Chemex is a great way to make iced coffee using the pour over method because of how it filters the coffee. You can put ice in the bottom of the Chemex and brew directly into the ice. It filters the coffee as much as is humanly possible due to its extra thick filter.
While iced coffee can tend to have a little bit of bitterness to it, it can be overcome with a bit of care. When you brew, make sure that your water is not too hot. The ideal coffee brewing temperature is between 195 F and 205 F. Using too hot of water can cause an over extraction, causing the coffee to develop a bitter taste. The quality of your beans is another factor. Using freshly roasted, and freshly ground beans will yield the best tasting coffee.
This is a basic recipe that can be used as a template. Simply double, triple or quadruple for how much you will need. It saves for up to 2 weeks in the refrigerator. Use the ratio of 3/4 cup ground coffee to 4 cups of water.
What You Will Need
A large pot or other container to brew in
Colander or sieve
Coarse ground coffee
- Measure 4 cups of cold water and pour into your pot or other container. Add 3/4 cup of coarse ground coffee to the water and stir. Make sure you grind your coffee very coarse, like you would for french press or you will fight with sediment.
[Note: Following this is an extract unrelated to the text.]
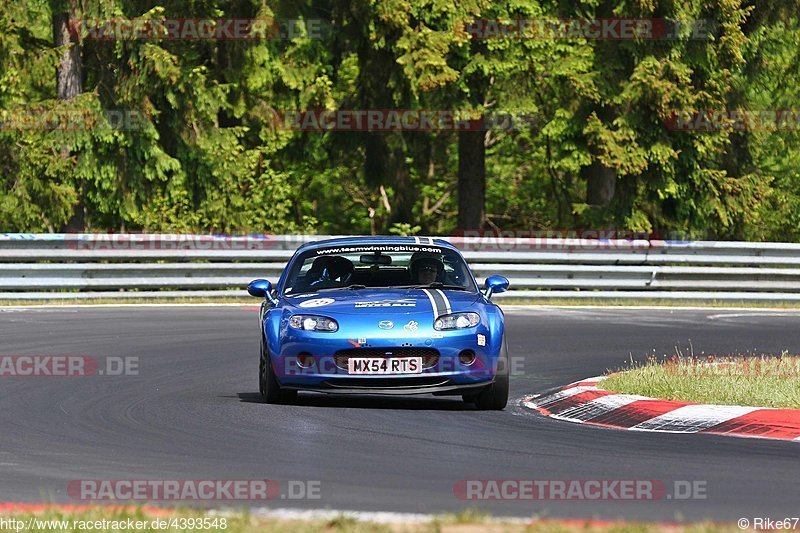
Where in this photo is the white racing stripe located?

- Cover the container with a lid or cheesecloth and let sit out on your counter for 12 hours or more. You can let it sit for as long as 48 hours depending on the strength and taste you want.
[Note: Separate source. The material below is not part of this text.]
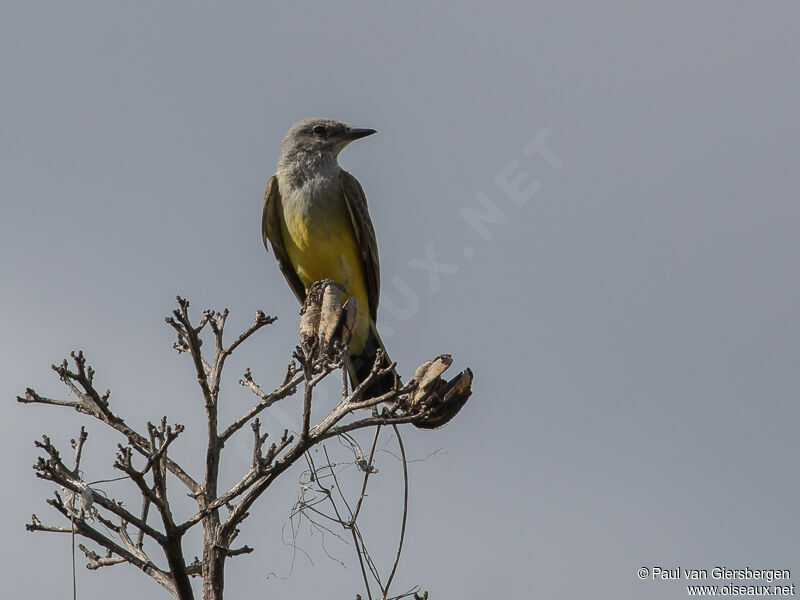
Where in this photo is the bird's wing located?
[341,170,381,322]
[261,175,306,303]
- Once brewed, line a colander or sieve with several layers of cheesecloth and place over a bowl that is large enough to hold the amount of water you added.
- Pour coffee into the cheesecloth lined colander or sieve and discard the grounds. We recommend composting your coffee grounds.
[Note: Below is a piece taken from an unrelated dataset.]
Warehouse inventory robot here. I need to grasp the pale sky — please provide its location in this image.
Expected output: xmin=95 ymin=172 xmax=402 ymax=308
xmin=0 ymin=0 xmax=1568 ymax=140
- Place a large coffee filter into the funnel and place over the container you will store your cold brew in.
- Filter the cold brew one more time through the coffee filter to make sure all the sediment is removed.
- Serve with ice, milk or cream, and simple syrup or other liquid sweetener and enjoy.
There are so many ways to brew iced coffee it is hard to decide which way to brew it. But with this recipe, we will use our favorite tool, the Chemex.
What You Will Need
A Chemex (of course)
A Chemex filter
350 ml hot water in a kettle heated between 195 F and 205 F
30 g Freshly ground coffee (medium coarseness)
150 g ice or coffee ice cubes
- Heat your 350 ml of water between 195 F and 205 F. This is about 30 seconds off the boil if you don’t have a thermometer.
- Fold your Chemex filter and place it in the cone of the Chemex and rinse with cold water. Discard the rinse water. This will remove any taste you might get from the filter paper as well as ensure that you aren’t losing any water to absorption with your filter.
- Carefully lift your filter and place the Chemex on your scale and measure 150 g of ice in the Chemex. (1 ml of water = 1 g of water)
- Replace your filter and measure 30 g of medium coarse fresh ground coffee into the filter.
- Start your timer for 3 minutes and begin to pour water into the coffee until it is saturated and wait 30 seconds. This will allow the coffee to off gas carbon dioxide and prepare it for brewing.
- After 30 seconds, begin pouring in a circular motion working from the center and moving to the outside and repeating. After 1:30, half your water should be dispensed in the Chemex. Continue pouring slowly so that your last pour ends on 3:00 minutes.
- Allow the coffee to finish filtering. After it is finished, remove the filter.
- Serve and enjoy over ice.
Serve Over Ice And Enjoy
The greatest similarity between the two is to serve it over ice and enjoy. As the weather will start warming up sooner than later, these recipes and tips will help you find the best way to enjoy your coffee this summer.
If you want to brew a big batch to keep on hand for a quick grab and go option, cold brew is the easiest way. If you don’t want to deal with large batches and cheesecloth filtering, brewed iced coffee is probably your friend.
There is just something like the clanking of ice cubes in a glass cup in the summer heat that is nostalgic. Your coffee can now get you through your day as well as keep you cool when served with ice.